One of Fiorina’s strengths in Iowa is her retail politics. In speaking to a group, as in one-on-one interactions, Fiorina makes a quick and forceful impression as a tough-minded but sensible business leader—an impression that may not hold up to scrutiny. And you need to make an impression quickly if you have next-to-no name identification nationally.
“They go in with little to no information about her ... they come out and they are just absolutely and utterly impressed,” Kaufmann said. “The only thing is, it’s a lot of hard work and it’s a lot of money ... that’s a heck of a lot more difficult than putting out a commercial.”

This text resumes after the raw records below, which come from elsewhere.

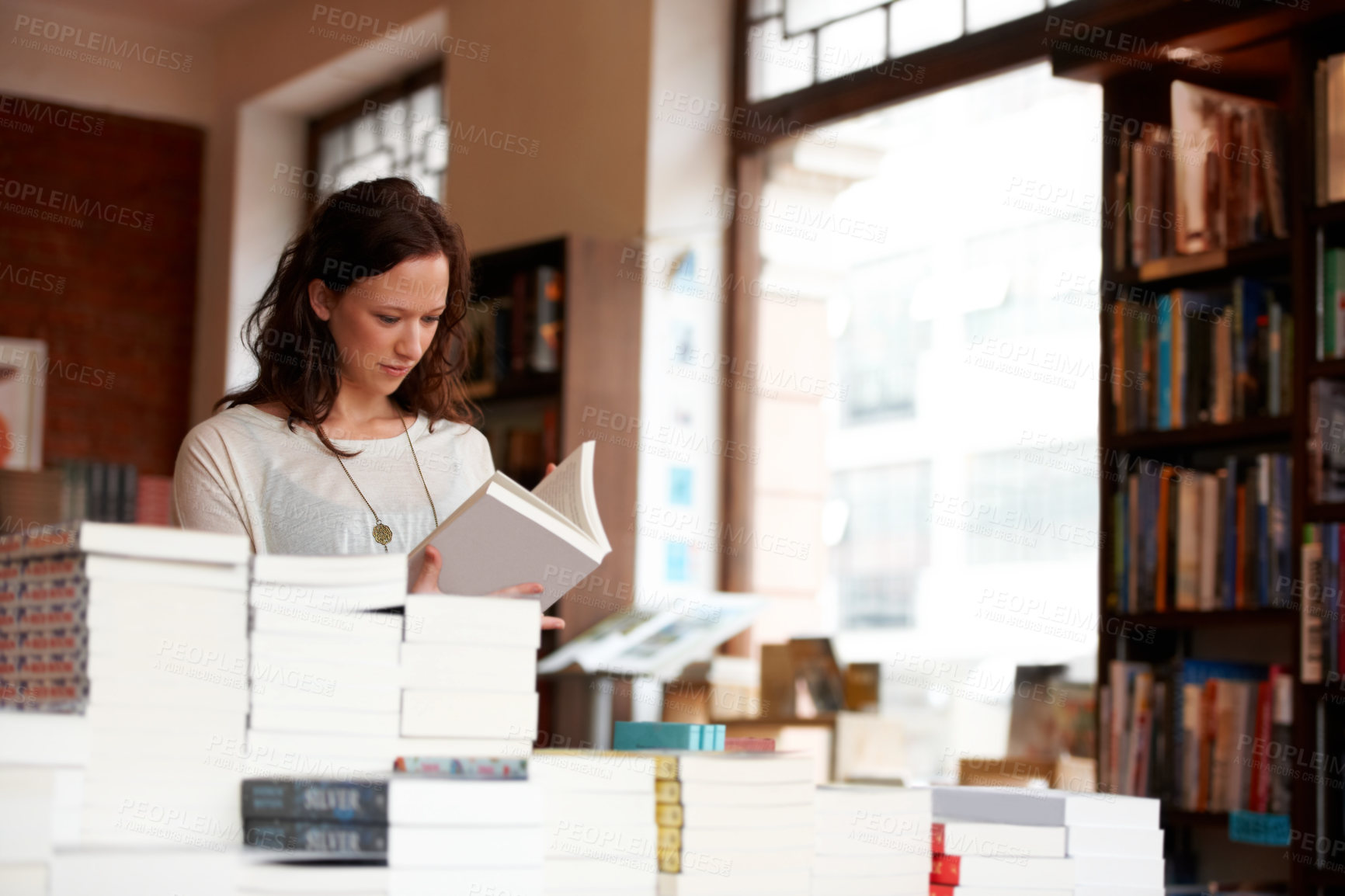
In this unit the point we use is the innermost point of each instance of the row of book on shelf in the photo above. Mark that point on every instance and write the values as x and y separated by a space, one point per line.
1204 735
310 708
1192 358
1184 193
85 490
518 334
1194 541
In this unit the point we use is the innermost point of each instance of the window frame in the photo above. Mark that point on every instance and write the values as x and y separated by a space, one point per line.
389 92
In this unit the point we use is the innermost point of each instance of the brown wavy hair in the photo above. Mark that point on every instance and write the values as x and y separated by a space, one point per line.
361 231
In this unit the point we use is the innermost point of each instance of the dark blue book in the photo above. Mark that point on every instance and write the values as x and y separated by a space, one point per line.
316 839
318 800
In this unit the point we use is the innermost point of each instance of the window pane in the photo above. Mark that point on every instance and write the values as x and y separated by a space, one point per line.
985 14
918 25
775 65
852 45
801 15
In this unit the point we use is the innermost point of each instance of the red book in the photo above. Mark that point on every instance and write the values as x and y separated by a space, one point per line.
946 870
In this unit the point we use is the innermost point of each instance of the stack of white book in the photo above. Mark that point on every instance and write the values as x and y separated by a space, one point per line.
1052 841
326 644
470 675
872 841
167 618
747 825
450 837
602 835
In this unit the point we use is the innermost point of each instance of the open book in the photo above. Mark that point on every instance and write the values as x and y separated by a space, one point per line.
506 534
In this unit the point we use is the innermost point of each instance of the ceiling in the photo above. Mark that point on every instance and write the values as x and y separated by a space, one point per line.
182 14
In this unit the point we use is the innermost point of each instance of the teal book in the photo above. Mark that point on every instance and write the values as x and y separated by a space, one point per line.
658 736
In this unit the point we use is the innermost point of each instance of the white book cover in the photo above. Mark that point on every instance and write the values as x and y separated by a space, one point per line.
475 846
506 536
339 569
1118 870
315 623
763 817
485 668
1139 842
596 809
463 714
325 721
1054 807
231 578
718 794
328 598
43 739
336 697
162 543
428 800
718 841
292 649
1006 841
457 619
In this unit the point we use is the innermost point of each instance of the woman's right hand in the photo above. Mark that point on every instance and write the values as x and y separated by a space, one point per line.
428 584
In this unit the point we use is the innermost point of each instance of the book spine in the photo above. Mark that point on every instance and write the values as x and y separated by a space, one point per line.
315 800
316 837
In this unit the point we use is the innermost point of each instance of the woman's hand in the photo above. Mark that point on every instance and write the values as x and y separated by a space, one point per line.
428 583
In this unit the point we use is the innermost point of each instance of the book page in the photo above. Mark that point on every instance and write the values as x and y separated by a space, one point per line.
564 490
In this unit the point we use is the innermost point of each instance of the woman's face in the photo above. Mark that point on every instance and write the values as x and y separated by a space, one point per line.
384 325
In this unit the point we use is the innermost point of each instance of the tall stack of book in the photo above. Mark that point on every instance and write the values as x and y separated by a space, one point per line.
167 658
455 835
872 841
735 824
1194 540
1109 846
1197 358
602 826
42 760
470 675
325 666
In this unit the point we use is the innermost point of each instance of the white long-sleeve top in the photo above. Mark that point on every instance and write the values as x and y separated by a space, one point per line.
242 471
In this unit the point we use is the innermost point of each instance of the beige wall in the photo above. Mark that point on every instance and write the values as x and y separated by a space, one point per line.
572 75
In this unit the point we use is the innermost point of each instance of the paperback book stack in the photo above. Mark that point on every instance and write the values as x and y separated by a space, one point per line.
165 664
1012 839
735 824
314 835
461 832
602 832
872 841
326 646
470 675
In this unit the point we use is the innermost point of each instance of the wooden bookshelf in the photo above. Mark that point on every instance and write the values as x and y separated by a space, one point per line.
599 365
1273 57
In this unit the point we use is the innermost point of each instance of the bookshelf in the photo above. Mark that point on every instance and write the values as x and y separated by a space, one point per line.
596 362
1274 58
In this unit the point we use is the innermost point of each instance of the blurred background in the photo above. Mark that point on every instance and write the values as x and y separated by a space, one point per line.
821 277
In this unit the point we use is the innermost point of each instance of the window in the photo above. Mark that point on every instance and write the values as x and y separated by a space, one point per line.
396 130
797 43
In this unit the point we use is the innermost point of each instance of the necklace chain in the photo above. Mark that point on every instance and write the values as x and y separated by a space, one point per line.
382 533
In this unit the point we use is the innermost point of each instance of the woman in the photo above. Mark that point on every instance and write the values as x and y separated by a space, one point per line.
356 435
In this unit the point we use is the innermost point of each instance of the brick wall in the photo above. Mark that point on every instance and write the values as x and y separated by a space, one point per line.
108 280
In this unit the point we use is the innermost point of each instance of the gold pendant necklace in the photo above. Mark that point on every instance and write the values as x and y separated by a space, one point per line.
382 533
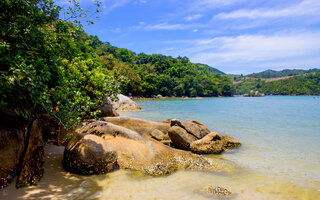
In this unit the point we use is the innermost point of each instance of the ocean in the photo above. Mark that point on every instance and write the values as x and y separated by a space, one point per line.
279 157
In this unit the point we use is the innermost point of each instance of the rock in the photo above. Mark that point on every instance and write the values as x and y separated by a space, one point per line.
229 142
216 192
141 126
203 129
125 104
108 109
176 122
146 155
32 163
193 127
206 147
53 132
12 137
159 135
180 137
100 128
87 154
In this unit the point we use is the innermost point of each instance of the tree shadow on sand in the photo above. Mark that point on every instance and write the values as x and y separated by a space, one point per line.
56 183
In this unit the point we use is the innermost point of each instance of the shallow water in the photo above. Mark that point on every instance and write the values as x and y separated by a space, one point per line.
279 157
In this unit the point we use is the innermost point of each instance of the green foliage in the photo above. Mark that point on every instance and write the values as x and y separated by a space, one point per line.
304 84
48 65
149 75
51 66
275 74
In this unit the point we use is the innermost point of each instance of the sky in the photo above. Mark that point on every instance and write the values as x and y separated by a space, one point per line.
234 36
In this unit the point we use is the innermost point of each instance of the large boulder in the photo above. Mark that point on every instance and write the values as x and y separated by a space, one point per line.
180 138
142 154
193 127
229 142
214 144
87 154
124 103
141 126
160 136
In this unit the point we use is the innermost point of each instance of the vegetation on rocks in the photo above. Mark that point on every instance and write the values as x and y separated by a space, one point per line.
52 66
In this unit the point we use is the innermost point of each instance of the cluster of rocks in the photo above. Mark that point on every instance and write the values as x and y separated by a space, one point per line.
100 147
154 148
136 144
216 192
193 136
122 103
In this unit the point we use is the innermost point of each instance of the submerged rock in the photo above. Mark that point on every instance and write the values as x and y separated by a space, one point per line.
193 127
181 138
124 103
216 192
229 142
140 153
87 154
210 144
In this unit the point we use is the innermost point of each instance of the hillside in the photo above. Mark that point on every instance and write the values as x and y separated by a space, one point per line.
276 74
147 75
53 67
301 84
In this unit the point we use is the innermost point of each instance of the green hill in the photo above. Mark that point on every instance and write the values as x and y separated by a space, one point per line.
148 75
275 74
302 84
53 67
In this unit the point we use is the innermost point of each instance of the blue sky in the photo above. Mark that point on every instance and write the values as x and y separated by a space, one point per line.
235 36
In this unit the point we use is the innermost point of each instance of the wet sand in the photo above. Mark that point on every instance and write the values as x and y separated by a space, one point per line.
124 184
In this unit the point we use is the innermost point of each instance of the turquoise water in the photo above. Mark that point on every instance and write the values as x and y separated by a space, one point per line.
279 158
280 134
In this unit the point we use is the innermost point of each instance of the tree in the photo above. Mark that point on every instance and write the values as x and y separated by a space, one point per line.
47 67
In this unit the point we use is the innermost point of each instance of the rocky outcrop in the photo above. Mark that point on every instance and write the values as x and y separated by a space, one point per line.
229 142
139 153
210 144
87 154
180 134
124 103
108 110
193 136
180 138
160 136
141 126
31 167
216 192
193 127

“She seems to have an excellent grasp of the caucus process and the retail-heavy nature: the personal phone calls, the hand-written notes, remembering names, staying to take questions,” Matt Strawn, a former Iowa GOP chairman, said of Fiorina. “The Carly that the nation saw during the first debate in August is the Carly that Iowans have been seeing since early 2015.”
Fiorina’s camp has shown itself not afraid to put in the work, hours, and expense of shuttling between early primary states. (Occasionally, that travel comes with casualties. While driving to a campaign stop in Carroll, Fiorina’s car hit a deer; or rather, the deer hit the side of the car. “It was the deer’s fault, absolutely,” Fiorina told a crowd in Des Moines.)
Last week marked Fiorina’s 10th trip to Iowa this year, starting with a Lincoln Dinner speech in January that put her on the radar of Iowa Republicans. She’s made more visits to Iowa than Gov. Chris Christie, Sen. Marco Rubio, Sen. Rand Paul, or Jeb Bush. And while her fundraising is anemic compared to most of those candidates, she nonetheless continues to win Iowans over, one at a time.
“She’s proved to be a very popular figure on the stump,” said Tim Albrecht, the director of digital communications at Red Wave Digital in Des Moines. “Her message of economic populism has a place within the grassroots that’s been tapped into before, and it will be tapped into again.”